Everyone one goes home happy, and in the shade. Goldman Sachs is apparently moving quickly to secure the goodwill of the BPCA (Battery Park City Authority), CB1, PS 234, and any other acronym-rich semi-public authority by issuing a catch-all million dollar payoff. Follow the money: Goldman wants to build a new tower on this side of the Hudson, since apparently they won’t be using much of the one just across the border in Jersey City. The BPCA requires “every building constructed under its auspices include ample community space” which is news to us, unless Applebee’s and the UA Battery Park is considered ‘community space.’ Goldman, which likes its facilities tighter than some unmentionable part of a nun, wants no part of this quasi-socialist mandate (or they really don’t want an Applebee’s). Just across the (West) street, Scott Resnick is looking to build one of those nasty residential towers a la Costas Kondylis, and PS 234 is jazzed up cause they want their kids to be able to play in the sunlight or something. They are looking for a Community Center (which is inevitably a non-partisan haven from real estate finagling), but the razor thin margin on $2,000/sq ft. condos is making it a tough nut to crack. In steps the beneficent GS, which needs some good press this week. They write a check for a nice, round, million dollars, which, given the stated desire for a 18,000 sq ft of Community Center, means that a whopping $55/sq ft is being donated. Since GS is building as of right, and the BPCA never met a developer they wouldn’t bend over for, it’s still an order of magnitude more than Resnick has offered: the final sale cost for his site has yet to be revealed, and the implicit subsidy from the city (given the rumored below market agreement in place) makes one large large seem positively misery.
FutureShack.
So far not garnering any local coverage (near as I can tell) the Washington Post does a fair job of writing up a new exhibit at the Cooper-Hewitt, as part of their Solos series. This installment is modular, highly portable housing unit by Sean Godsell entitled FutureShack. Based primarily on shipping containers (what is it with architects [though, really, you need to see this which looks like the Semoitext(e) series got VC money circa 1999] and shipping containters? They really aren’t scaled to human inhabitation. I know this because I tried to make something out of one too), it attempts to address mass production, portability, ease of assembly, etc. Won some awards too. The Post notes that not everyone sees it as the mysterious grail of housing for the impoverished (you know, it’s not the lack of $15,000 in savings that prevents those who make $2 a day from obtaining housing, it’s the lack of decent design options.).
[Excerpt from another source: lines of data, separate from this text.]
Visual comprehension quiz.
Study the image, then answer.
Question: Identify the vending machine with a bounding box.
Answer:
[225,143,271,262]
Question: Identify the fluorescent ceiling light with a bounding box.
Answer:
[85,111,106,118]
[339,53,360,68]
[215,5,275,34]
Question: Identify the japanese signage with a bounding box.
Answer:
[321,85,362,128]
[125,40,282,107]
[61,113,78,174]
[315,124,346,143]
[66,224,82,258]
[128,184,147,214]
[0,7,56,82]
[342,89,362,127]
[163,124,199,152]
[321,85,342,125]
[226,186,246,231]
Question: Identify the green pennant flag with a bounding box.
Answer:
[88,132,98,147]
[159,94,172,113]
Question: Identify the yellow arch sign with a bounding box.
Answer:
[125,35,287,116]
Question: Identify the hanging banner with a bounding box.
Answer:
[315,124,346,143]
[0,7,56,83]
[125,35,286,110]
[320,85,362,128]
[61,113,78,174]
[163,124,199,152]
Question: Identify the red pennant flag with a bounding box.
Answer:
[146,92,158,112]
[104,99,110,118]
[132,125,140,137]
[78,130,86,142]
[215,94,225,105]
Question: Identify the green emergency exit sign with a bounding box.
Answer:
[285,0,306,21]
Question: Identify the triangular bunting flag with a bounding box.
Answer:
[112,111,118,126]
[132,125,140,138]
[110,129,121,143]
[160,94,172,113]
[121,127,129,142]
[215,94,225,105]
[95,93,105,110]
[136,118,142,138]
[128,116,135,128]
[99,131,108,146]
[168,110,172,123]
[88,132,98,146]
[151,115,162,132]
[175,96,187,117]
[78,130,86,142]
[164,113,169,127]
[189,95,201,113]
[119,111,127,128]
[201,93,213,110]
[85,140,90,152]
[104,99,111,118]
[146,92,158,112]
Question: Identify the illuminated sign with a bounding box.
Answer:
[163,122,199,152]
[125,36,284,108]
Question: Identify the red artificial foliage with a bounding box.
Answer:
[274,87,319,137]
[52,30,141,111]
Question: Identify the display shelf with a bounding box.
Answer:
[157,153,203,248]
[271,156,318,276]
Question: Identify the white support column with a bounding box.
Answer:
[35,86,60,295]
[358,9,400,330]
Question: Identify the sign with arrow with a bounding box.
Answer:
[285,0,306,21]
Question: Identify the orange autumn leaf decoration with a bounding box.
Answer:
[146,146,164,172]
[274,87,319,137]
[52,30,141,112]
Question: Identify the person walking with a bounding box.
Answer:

And the name should indicate that the author perhaps isn’t quite perfectly in tune with those who are similarly interested in this problem. Aside from his absurd claim that a portable generator for air conditioning will solve the problem of heat gain in building a house out of steel, I think it presumptive to criticize other aspects of its functionality until I see it, since it’s just across town. So see for yourself, and I’ll try to get back with an update (maybe I’ll wait until August to test the passive ventilation).
$690/sq ft.
That’s not the going rate for some up and coming condo development in Brooklyn, that is the land cost the Zeckendorfs paid for what is “considered by many developers one of the most valuable sites in Manhattan” reports the Times. Given that residential properties that fetch over $2,000/sq ft still manage to raise eyebrows, by the time the Ceasar Pelli towers (sigh) soil the Central Park skyline, is anyone willing to put an over/under on what units on this site can fetch (note that the number quoted isn’t even the final site acquisition cost, since there are some long-term tenants to buy out, taxes, and lawywers, lawyers, lawyers to pay)? $3,000? Four? At those numbers, a tiny Manhattan studio (300 sq ft) runs close to a million bucks. It’s gross no matter how you slice it. Gross in a way that makes you stop in your tracks and wonder why people don’t try to blow up this town every day.